I can see if a person is willing to learn 2CD strategies, then maybe that could be implemented.... but I don't use 2CD strategies, and I don't know anybody else who does. Everybody I know uses fixed TD strategies, or count-based TD strategies (i.e. indices), or n-card-TD strategies (which my CA handles for Spanish).

So why go through all the trouble of programming it otherwise? Is it just an exercise in theory with no practical application? Or is there some other end-goal which possibly require the use of optimal strategies?

 

[MangoJ]

That is not how optimum post-split strategy actually works.
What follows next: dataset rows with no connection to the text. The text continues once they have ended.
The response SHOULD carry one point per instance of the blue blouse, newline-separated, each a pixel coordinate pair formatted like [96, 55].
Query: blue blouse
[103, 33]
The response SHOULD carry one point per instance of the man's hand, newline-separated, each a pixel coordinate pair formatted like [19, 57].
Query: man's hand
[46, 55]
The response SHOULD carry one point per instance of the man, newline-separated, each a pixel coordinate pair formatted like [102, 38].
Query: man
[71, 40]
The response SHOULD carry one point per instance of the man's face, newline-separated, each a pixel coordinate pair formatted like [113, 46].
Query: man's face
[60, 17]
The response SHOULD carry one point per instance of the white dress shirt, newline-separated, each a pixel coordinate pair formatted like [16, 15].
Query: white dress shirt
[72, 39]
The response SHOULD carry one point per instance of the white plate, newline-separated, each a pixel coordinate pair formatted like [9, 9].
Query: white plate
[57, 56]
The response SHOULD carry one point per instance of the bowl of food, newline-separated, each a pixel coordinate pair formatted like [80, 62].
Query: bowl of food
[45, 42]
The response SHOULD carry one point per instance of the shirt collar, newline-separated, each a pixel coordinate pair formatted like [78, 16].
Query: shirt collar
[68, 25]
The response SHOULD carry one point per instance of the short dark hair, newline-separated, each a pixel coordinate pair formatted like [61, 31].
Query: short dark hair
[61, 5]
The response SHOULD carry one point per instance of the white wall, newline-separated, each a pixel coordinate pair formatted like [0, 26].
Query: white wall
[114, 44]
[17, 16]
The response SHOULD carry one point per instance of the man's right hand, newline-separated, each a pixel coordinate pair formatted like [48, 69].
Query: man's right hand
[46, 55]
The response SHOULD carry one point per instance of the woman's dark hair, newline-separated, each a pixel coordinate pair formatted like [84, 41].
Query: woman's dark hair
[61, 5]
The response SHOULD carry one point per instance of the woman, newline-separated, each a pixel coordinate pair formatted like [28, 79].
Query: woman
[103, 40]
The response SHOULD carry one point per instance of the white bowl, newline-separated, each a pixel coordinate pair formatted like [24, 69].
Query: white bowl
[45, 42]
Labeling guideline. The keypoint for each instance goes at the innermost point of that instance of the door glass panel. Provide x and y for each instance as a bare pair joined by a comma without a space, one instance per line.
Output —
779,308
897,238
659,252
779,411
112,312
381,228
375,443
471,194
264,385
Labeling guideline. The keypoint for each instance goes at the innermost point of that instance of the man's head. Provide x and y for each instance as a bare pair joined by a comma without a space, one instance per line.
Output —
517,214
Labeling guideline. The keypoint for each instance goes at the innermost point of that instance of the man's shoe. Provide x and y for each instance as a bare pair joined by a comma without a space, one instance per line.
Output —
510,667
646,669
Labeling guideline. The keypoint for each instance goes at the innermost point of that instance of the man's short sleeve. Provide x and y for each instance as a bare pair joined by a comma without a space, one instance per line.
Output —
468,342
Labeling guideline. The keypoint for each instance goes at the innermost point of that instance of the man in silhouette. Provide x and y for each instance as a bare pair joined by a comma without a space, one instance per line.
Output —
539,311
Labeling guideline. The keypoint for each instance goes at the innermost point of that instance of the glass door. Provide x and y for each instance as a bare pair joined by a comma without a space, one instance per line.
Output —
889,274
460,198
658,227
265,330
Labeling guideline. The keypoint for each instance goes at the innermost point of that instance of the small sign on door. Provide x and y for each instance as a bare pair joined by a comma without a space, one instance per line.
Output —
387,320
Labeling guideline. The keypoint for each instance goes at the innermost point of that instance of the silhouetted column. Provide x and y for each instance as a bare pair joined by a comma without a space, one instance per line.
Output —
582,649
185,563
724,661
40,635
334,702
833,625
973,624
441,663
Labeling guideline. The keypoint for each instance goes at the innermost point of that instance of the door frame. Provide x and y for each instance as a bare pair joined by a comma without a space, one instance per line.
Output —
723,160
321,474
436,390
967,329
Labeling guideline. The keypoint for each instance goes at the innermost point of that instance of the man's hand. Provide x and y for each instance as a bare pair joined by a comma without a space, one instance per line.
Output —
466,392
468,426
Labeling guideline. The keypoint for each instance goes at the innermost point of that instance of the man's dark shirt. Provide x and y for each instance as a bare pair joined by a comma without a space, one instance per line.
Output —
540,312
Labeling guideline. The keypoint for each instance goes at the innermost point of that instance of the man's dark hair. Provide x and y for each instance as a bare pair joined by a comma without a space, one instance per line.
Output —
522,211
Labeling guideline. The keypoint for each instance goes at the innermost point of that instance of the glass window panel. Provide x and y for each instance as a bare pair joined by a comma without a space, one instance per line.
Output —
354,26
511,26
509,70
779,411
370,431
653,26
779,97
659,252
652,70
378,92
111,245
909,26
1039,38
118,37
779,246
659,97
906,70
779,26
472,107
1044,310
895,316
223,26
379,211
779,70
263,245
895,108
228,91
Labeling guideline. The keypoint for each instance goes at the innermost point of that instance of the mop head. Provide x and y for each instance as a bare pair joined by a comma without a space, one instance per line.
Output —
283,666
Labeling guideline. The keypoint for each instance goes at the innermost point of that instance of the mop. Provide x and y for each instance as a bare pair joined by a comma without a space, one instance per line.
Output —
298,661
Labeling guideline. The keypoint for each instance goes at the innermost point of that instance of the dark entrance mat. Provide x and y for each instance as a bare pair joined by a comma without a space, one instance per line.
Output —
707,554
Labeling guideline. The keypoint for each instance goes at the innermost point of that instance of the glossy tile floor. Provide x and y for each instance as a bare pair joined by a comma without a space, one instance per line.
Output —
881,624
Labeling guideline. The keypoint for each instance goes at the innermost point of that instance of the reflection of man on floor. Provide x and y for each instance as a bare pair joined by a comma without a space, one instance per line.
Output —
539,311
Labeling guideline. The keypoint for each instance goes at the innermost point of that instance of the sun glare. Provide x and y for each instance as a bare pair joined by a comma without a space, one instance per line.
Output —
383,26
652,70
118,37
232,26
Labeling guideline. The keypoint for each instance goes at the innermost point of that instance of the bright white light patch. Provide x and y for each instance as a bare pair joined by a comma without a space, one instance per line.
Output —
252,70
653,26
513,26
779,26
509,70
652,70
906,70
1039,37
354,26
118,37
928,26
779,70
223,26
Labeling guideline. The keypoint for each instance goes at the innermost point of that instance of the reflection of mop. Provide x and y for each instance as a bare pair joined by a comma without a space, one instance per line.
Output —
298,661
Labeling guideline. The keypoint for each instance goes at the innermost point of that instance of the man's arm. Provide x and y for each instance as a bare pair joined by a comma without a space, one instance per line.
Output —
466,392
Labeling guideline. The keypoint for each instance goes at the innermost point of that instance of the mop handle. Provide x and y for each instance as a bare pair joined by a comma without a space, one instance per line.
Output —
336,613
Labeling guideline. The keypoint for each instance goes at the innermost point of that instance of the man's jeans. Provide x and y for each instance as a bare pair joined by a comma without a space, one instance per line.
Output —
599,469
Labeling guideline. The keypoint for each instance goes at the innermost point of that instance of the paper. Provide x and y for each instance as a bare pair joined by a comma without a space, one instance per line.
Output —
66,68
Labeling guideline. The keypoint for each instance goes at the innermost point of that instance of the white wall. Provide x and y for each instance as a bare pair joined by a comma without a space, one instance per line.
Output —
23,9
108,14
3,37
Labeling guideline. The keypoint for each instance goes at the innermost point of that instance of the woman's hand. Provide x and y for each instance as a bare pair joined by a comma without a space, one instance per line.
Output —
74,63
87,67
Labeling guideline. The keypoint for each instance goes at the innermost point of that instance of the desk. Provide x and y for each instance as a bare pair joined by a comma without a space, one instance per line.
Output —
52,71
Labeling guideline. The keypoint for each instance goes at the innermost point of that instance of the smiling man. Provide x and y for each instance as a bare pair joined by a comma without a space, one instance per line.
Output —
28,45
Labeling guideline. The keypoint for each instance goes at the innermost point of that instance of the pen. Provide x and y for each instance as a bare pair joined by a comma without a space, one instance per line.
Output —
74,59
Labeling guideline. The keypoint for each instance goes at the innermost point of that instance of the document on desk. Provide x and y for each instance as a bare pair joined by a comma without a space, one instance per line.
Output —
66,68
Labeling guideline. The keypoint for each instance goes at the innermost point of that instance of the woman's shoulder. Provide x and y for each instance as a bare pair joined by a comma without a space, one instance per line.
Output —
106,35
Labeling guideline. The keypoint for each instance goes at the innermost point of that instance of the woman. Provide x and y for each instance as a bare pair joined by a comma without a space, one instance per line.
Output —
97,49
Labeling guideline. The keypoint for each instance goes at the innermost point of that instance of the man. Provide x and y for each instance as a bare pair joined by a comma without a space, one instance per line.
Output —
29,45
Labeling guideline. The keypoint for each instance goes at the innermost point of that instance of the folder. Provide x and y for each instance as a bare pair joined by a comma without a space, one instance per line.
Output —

As i have mentioned there is not one ev value for split2 and split3 when finding post split optimal strategy that is because you have gazillion possibilities. Let me give an example

so we have a 8,8 vs 9.
so we split the hand,

we get a deuce on the first eight,

we have an 8,2 , now we need to find the optimal playing decision (hit, stand, double (if DAS is allowed)), taking into account the 8 on the hand as well as dealer's 9, optimal decision in this case is to double, so we double and we get a 9 ,first hand is now 8,2,9.
Now we have to play the second hand, we have an 8, and we get another 8
so we now 8,8 on second hand. We need to find the optimal strategy for second hand (hit, stand, double (if DAS is allowed), split (ie split 2)) taking into account the cards seen from first hand (8,2,9) as well as dealer's 9. Splitting (resplitting , split2, whatever you want to call it) would be the optimal decision however the VALUE of EV will not be unique because it will depend on the cards dealt to the first hand, so for instant had we gotten 8,2,2 on the first hand, we would have had a different value for split2 EV.

This is correct, but not much of a "problem" in terms of concept, but only from computational effort and time. You "just" cycle recursively (or by any other method) through all first hands, and for evaluation of "stand" you don't convolute against dealer probabilities, but you just cycle then through the next hand (for each standing first hand, taking into account cards consumed by first hand). If the computational effort for a single hand (with no split allowed) is N, then for no resplit (split1) it is N². Likewise for any deeper levelit is N³ (split2) and N^4 (split3).

This is the thing to do if you want optimum play EV. With proper caching technique not only on dealer, but also on player hands, the deepest hand can be precomputated, which reduces the problem to N³, which is doable nowadays.

I don't think optimal strategy is in any way ill-defined. Sure it is costly to compute, but far from impossible.